I shook away the frightening fantasies. I was checked through an electronic door, a bit like the ones at airports. The visitors’ lounge was awash with children and thick with smoke. There was a drinks machine in the corner. I was shown to a table and waited for them to take me through to see Luke Wallace.

Ten minutes later, suffering seriously from the effects of passive smoking, I was collected by a guard. He carefully unlocked the door through from the lounge and locked it behind us before using his keys on the next one. We walked down a narrow windowless corridor and then passed through another secured lobby leading into a longer corridor with a row of enclosed booths along one wall. I was shown to one of the cubicles. It had a small table and two chairs placed opposite each other. One wall was clear from waist height so we could be observed by the guards.

‘I’ll bring him through now, miss.’ The guard went, leaving the door shut but not locked.

A sign in large black capitals instructed all visitors not to pass any materials to prisoners, and warned that all materials including gifts e.g. cigarettes and food must be checked through the main office.

Although the place was only a few years old it already bore the marks of interminable time. The floor and walls and even the furniture were pocked with cigarette burns. The place stank of stale nicotine. There were names and dates scratched on the paintwork, and the see-through partition was a mass of scratches. I shifted in my seat trying to get comfortable, tried to edge my chair forward. I couldn’t. It was bolted to the floor.

Luke Wallace had the same stocky frame as his father though he was much slimmer, and the same round face. His thick hair was cut with a wedge in the back and fell to his eyes at the front in a heavy fringe.

He sat down and folded his hands on the table in front of him.

‘Just give us a nod when you’re finished,’ the guard said. He left the room, locking it behind him.

I introduced myself and explained what his father wanted me to do. As I spoke he kept looking away, studying his hands or staring over at the notice on the wall then casting sideways glances at me.

At first I mistook it for teenage disaffection, a show of boredom or restlessness then, as he glanced my way once more, I saw that he was scared witless. He couldn’t meet my eyes because he’d become cowed, disturbed by the nightmare he was living. He’d lost all confidence; he no longer knew who he could trust. In an effort to reassure him I repeated that his father had employed me.

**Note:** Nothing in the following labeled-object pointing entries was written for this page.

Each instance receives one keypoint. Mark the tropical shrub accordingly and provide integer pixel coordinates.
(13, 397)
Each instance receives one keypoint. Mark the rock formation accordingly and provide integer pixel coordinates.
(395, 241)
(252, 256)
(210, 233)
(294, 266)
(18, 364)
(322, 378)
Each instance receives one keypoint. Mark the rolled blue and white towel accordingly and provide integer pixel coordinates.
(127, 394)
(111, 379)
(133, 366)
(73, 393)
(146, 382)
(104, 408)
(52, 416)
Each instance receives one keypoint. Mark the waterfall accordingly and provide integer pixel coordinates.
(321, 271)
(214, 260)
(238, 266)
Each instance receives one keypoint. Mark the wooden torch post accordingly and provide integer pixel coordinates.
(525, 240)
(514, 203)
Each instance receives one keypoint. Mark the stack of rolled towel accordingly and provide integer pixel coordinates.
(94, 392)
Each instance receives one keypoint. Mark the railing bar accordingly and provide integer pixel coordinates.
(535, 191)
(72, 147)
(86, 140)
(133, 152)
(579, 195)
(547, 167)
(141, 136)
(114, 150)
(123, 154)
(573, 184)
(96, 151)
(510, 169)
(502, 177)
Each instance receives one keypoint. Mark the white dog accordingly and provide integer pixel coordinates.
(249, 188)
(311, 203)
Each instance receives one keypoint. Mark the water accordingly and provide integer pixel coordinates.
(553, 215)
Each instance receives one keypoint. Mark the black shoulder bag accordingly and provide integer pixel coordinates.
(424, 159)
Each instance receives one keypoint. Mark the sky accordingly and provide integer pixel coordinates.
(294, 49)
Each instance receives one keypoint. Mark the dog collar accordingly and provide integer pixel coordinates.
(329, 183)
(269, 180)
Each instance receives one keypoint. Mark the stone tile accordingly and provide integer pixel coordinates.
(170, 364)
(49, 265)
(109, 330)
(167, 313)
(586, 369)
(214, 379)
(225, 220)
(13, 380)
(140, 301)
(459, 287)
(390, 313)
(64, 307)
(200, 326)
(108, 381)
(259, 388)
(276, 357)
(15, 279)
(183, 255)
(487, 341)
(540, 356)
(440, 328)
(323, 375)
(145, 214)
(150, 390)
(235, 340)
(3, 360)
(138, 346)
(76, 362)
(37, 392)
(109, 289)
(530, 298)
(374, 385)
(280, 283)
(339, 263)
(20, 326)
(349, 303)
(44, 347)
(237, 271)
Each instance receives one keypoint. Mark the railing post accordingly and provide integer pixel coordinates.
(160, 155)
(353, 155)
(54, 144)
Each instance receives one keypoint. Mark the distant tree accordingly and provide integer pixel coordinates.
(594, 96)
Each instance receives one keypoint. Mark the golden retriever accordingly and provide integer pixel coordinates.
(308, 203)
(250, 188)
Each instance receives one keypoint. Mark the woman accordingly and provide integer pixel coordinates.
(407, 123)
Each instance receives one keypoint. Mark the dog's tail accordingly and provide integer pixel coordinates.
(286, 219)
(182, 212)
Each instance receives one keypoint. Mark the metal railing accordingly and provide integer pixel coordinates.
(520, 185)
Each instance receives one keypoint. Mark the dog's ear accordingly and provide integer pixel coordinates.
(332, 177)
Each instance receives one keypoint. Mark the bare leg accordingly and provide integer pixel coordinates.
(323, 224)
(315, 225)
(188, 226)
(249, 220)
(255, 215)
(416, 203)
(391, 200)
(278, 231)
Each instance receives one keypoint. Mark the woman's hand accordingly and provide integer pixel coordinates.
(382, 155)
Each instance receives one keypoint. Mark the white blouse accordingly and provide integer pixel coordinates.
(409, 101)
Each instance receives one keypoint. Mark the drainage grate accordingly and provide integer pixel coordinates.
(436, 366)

‘Luke, I want you to tell me about Ahktar – anything, everything.’

‘I can’t remember.’

‘No, not about New Year’s Eve, before that. You were friends,’ I prompted.

‘Yes.’

‘Did you go to the same primary school?’

‘No,’ he shook his head, ‘secondary. We were in the same class, did the same subjects. We both stayed on…’ He broke off. The world of A levels and the sixth-form common room a million miles away.